I don’t know that I’m all that qualified to speak to this one, since I’m just starting out on the journey. I’ll let you know in a few years, once I’ve made a bunch of mistakes and had the chance to learn from them.

That said, I will say one thing more generally about falling in love after loss. I have always viewed a healthy dynamic as resting on two commitments. One is that we will never ask the other person to hide their pasts. Ways we have been hurt, things that have been beautiful: they are a part of us in ways that ought not be threatening. The other commitment is that we will seek to not let that past define our future. We are the people who our stories created, but this is a new chapter we are living together. After death comes resurrection, in a cosmic sense, but also within the pages of a story being written by a God whose mercies are new every morning. So we are trying to live into that.

How do you think things will look after the resurrection, when you are reunited with both of your wives?

As mentioned earlier, marriage is an estate only for this age (Matthew 22:29-30, Romans 7:1-2). Neither Elizabeth nor Leah will be my wife in heaven; we will all be united with Jesus as our true and perfect lover. 

Of course, we will still have relationships with those we loved in this age, but that is something radically changed by the simple reality of eternity. Over the billion billion years that are but the first pages of the story of forever, our relationship with every human being will grow to a level of intimacy we can’t begin to imagine in this age. As I’m fond of pointing out, in that billion billion years, even if there are (say) a hundred billion people in the new creation, we will have had ten million years to get to know each one of them.
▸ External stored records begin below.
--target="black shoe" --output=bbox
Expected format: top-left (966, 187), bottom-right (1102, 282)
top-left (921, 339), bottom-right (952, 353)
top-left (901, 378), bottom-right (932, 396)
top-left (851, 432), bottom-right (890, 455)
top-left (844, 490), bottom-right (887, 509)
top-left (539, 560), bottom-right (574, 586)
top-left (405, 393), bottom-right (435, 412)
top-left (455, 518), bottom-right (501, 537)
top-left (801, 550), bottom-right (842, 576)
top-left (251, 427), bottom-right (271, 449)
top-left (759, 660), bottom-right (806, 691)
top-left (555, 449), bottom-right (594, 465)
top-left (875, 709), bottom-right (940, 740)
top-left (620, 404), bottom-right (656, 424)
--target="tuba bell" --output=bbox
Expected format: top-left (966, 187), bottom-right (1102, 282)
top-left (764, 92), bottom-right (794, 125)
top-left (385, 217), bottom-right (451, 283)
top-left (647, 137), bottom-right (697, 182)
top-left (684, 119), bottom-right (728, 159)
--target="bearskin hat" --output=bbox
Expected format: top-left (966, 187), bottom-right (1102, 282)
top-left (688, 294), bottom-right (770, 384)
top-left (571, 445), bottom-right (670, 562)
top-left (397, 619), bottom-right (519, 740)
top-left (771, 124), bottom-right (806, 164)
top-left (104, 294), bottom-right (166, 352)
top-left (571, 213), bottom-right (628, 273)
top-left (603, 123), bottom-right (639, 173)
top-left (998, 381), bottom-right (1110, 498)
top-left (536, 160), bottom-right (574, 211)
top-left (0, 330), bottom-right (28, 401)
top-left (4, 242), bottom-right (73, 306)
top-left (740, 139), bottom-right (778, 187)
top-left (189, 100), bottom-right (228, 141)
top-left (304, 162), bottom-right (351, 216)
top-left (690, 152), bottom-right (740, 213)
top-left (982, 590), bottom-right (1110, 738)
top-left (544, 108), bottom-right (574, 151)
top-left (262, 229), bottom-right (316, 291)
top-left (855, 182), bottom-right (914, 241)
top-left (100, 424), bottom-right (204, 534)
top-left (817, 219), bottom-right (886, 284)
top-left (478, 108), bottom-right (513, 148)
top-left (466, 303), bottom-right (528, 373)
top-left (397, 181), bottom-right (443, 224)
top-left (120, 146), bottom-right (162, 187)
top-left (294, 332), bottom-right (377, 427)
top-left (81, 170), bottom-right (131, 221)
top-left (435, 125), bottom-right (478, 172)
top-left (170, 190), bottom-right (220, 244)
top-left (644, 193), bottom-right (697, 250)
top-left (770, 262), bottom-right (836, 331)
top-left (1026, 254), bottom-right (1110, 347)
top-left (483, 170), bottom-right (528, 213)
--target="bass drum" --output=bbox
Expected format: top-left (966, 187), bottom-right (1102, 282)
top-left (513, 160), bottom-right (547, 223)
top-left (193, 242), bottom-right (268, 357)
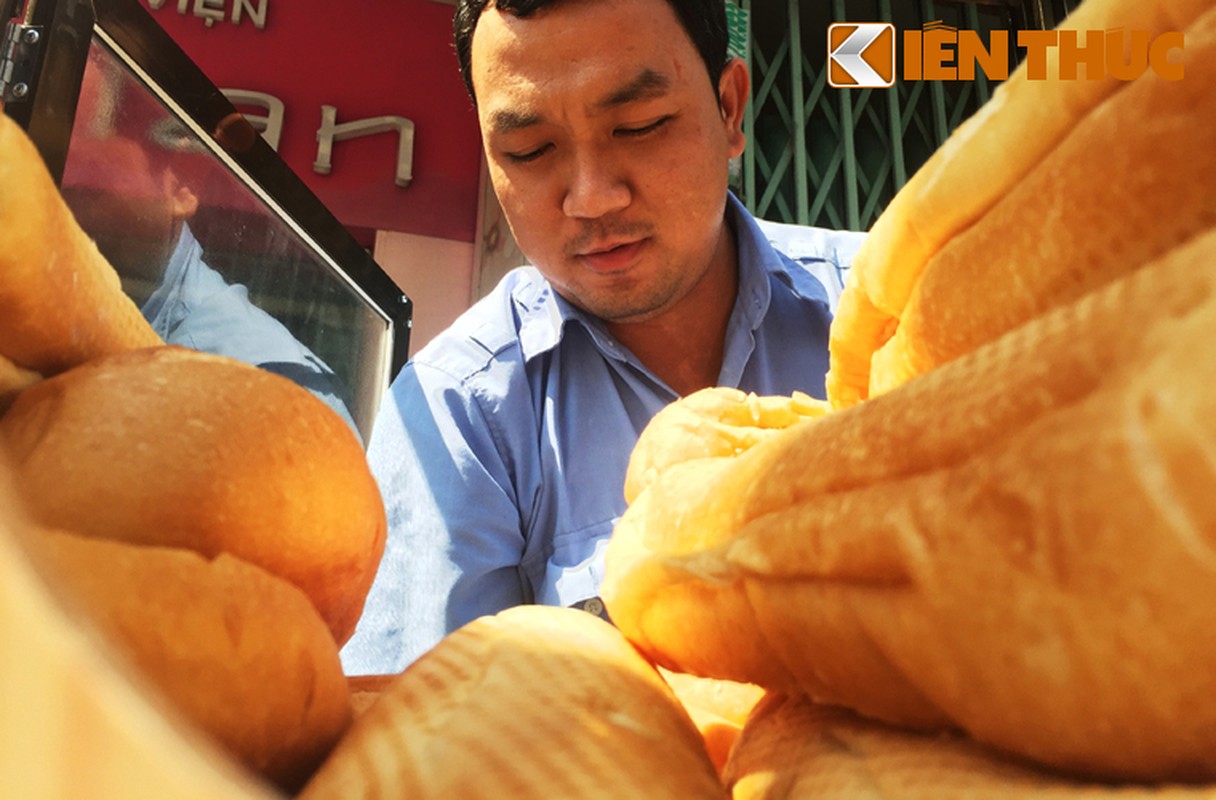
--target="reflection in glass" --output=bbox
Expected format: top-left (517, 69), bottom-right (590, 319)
top-left (62, 41), bottom-right (390, 440)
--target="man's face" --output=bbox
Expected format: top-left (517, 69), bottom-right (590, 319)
top-left (472, 0), bottom-right (747, 322)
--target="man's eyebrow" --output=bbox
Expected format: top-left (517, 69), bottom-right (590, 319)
top-left (596, 69), bottom-right (671, 109)
top-left (489, 108), bottom-right (541, 134)
top-left (486, 69), bottom-right (671, 134)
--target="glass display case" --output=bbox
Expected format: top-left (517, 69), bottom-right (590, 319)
top-left (0, 0), bottom-right (412, 441)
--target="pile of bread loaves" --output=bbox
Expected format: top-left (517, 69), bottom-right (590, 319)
top-left (0, 0), bottom-right (1216, 800)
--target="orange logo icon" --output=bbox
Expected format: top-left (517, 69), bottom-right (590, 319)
top-left (827, 22), bottom-right (895, 89)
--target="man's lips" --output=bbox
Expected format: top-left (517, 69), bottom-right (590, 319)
top-left (575, 238), bottom-right (646, 272)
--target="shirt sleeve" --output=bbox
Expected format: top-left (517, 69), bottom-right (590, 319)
top-left (756, 219), bottom-right (866, 314)
top-left (342, 364), bottom-right (531, 675)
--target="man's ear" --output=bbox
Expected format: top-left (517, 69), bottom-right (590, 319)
top-left (717, 58), bottom-right (751, 158)
top-left (163, 169), bottom-right (198, 220)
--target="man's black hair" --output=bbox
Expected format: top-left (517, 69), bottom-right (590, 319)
top-left (452, 0), bottom-right (728, 105)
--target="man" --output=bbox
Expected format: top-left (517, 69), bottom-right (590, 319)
top-left (343, 0), bottom-right (860, 674)
top-left (63, 56), bottom-right (359, 435)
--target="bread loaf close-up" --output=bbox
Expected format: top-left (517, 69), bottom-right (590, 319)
top-left (299, 605), bottom-right (725, 800)
top-left (0, 113), bottom-right (164, 374)
top-left (827, 0), bottom-right (1216, 407)
top-left (22, 531), bottom-right (351, 790)
top-left (602, 221), bottom-right (1216, 781)
top-left (724, 694), bottom-right (1216, 800)
top-left (0, 458), bottom-right (283, 800)
top-left (0, 347), bottom-right (385, 644)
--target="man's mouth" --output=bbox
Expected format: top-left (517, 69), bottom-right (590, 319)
top-left (575, 238), bottom-right (646, 272)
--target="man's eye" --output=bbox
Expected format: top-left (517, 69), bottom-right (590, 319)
top-left (506, 145), bottom-right (553, 164)
top-left (617, 117), bottom-right (671, 136)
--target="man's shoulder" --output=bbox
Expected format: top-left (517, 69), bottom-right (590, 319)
top-left (411, 267), bottom-right (547, 383)
top-left (756, 218), bottom-right (866, 310)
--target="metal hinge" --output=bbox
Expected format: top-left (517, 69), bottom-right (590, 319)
top-left (0, 21), bottom-right (43, 103)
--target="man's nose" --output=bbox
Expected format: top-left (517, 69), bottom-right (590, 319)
top-left (562, 152), bottom-right (632, 219)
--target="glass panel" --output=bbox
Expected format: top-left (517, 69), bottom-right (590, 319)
top-left (62, 40), bottom-right (392, 440)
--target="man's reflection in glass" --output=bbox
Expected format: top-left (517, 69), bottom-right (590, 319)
top-left (63, 52), bottom-right (356, 429)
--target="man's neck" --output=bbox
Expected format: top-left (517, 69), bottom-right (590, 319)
top-left (608, 217), bottom-right (739, 396)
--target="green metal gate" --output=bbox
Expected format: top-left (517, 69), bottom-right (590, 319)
top-left (727, 0), bottom-right (1076, 230)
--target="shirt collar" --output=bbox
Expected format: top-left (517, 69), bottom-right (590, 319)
top-left (511, 193), bottom-right (788, 360)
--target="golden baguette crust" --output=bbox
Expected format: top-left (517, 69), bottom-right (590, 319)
top-left (869, 3), bottom-right (1216, 396)
top-left (299, 605), bottom-right (725, 800)
top-left (0, 458), bottom-right (282, 800)
top-left (0, 347), bottom-right (385, 644)
top-left (0, 114), bottom-right (164, 376)
top-left (659, 667), bottom-right (764, 773)
top-left (601, 231), bottom-right (1216, 779)
top-left (827, 0), bottom-right (1211, 409)
top-left (0, 355), bottom-right (43, 416)
top-left (30, 531), bottom-right (351, 790)
top-left (724, 694), bottom-right (1216, 800)
top-left (625, 387), bottom-right (829, 502)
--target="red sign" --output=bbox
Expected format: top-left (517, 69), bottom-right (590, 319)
top-left (143, 0), bottom-right (480, 242)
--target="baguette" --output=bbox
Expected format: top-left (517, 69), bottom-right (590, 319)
top-left (869, 3), bottom-right (1216, 395)
top-left (0, 345), bottom-right (387, 644)
top-left (0, 458), bottom-right (283, 800)
top-left (659, 667), bottom-right (764, 773)
top-left (30, 531), bottom-right (351, 791)
top-left (601, 223), bottom-right (1216, 781)
top-left (625, 387), bottom-right (829, 502)
top-left (0, 114), bottom-right (164, 376)
top-left (827, 0), bottom-right (1216, 409)
top-left (0, 355), bottom-right (43, 417)
top-left (298, 605), bottom-right (725, 800)
top-left (724, 694), bottom-right (1216, 800)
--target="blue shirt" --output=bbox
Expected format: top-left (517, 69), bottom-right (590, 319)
top-left (342, 197), bottom-right (862, 675)
top-left (140, 225), bottom-right (362, 443)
Even more than that, those relationships will be totally untouched by sin, which is something we cannot really begin to grasp. The whole reason for the question of how we’ll relate is that we subconsciously assume the deep ways sin has wormed into our hearts. In the age to come there will be not even a hint of insecurity, of jealousy, of selfishness, of feeling threatened or uncertain of ourselves. We will each have full confidence in our God-given beauty and dignity while also perfectly treasuring the God-given beauty and dignity of everyone else. In such a world, the reasons we might worry about those relationships all melt away because what they assume will have become unthinkable. If anything, such reflections should reveal just how much our hearts still need to be remade.

But practically (this is what I told my kids when they asked the question), I suspect Elizabeth and Leah will be friends. They will laugh together at what an exasperating husband I was back in this mirror-dimmed age when the pale reflection that is human marriage was the greatest love most of us could imagine. And then we will all turn our faces and bask in the radiant love of our Creator and live endless lives of meaning and glory with each other and our children and parents and grandchildren and grandparents and billions of others from every tribe and tongue and nation who are all together the Bride finally come into her splendor.